「20年限りで契約終了になっちゃったわね、ロペス」
ややしんみりとした口調の結乃。
「最後までベイスターズに居て欲しかったけれど・・・」
理衣の口調も寂しげである。
「その話はもうしたからね、シーズンの成績よ!」
#2 ロペス
出場試合 : 81
打数 : 293
打率 :.246
安打数 : 72
HR : 12
打点 : 42
盗塁 : 0
「今季は調子も崩して2軍も長くいたから、出場試合数も少なくなっちゃったわね」
「ちょっと寂しい数字だよね」
「点数的には45点くらいで・・・・」
「HRや打点はこの倍近い数字を出してもおかしくないもんね」
「それでも1軍にあがってきてからは結構打って、なんだかんだHRも12本打ったのよね」
「まだまだパワーも健在だよね!」
確かに衰えはあるのだろう。
打率は2割5分は仕方ないとして、長打、打点を稼ぎたいところで、チームが望むほどにの数字には到達できないということか。
「というか、ソト、オースティンの数字の方が大きいからでしょうね」
「そこと比べちゃうとね」
「ファースト不在のチームなら、まだまだスタメンでいける力はあるはずよ」
「やっぱり、チームの状況、求めるところの違い、だよね」
と、これは戦力に関する話。
「でも、やっぱり、ここぞというところで打つ魅力は今季も健在だったわよね」
「9回、2アウトから同点ホームランとか打てるの、チャモさんだけだよね!」
「ロペスなら、もしかしたら、って思うもんね」
あの、カープ戦の3戦連発サヨナラ以降、ロペスにそういうイメージがついた。
それは、今シーズンでも見せてくれた。
「でもトータルで見ると、走力とか、そういうところもね」
「守備はまだまだいけるはずだけど、それを加味しても、ってことかー」
「内野の魔送球を捕球してアウトにしてくれるのは大きいんだけどね」
「来シーズンはロペス選手がいないことを前提にしないといけないからね!」
それでも、日本人選手扱いとなり、日米通算2000安打、日米それぞれで1000安打と、輝かしい結果を達成した。
他の外国人選手の面倒を見て、日本人選手のフォローや叱咤もして、本当に頼れる兄貴分だった。

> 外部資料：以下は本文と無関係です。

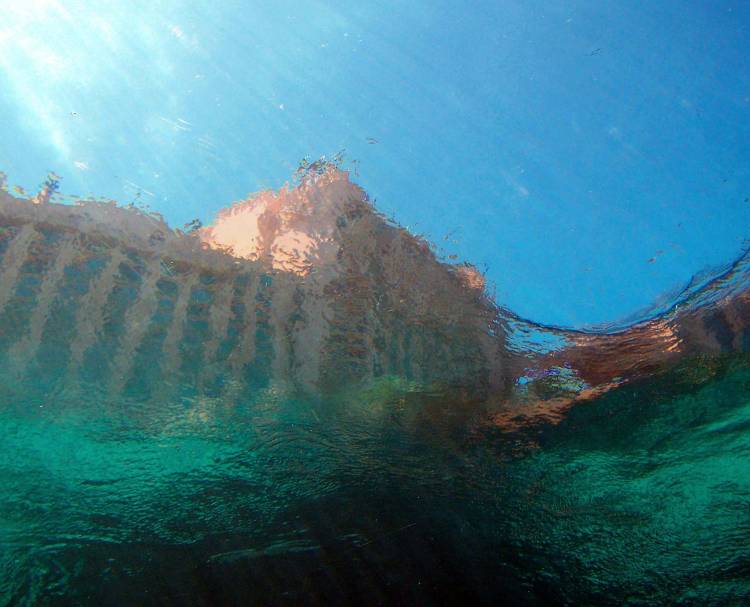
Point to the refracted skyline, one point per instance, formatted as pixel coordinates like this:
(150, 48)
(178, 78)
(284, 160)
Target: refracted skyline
(590, 159)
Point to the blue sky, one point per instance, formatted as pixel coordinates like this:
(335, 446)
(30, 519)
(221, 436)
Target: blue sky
(590, 156)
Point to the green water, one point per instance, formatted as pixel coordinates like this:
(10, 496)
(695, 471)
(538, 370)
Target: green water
(640, 498)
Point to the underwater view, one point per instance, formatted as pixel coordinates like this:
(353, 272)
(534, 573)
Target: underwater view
(317, 304)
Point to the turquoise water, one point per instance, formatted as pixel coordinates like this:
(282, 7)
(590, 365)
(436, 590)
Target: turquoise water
(589, 159)
(641, 497)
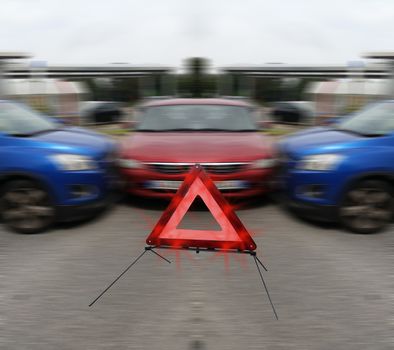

その兄貴から、兄貴離れをしなければならない時期が来たと思おう。
「ロペスがいなくなったからチームがばらばらになったとか言われないようにしないとね」
「そしてロペス選手は新たな場所で絶対に活躍してください!」
「願わくば、いずれベイスターズに何らかの形で戻って来てくれると嬉しいわね」
「それは嬉しいね!」
それはどうなるか分からないけれど。
ロペスがいたことは本当に大きかった。
だから、いつでも待っているように、球団はお願いしたい。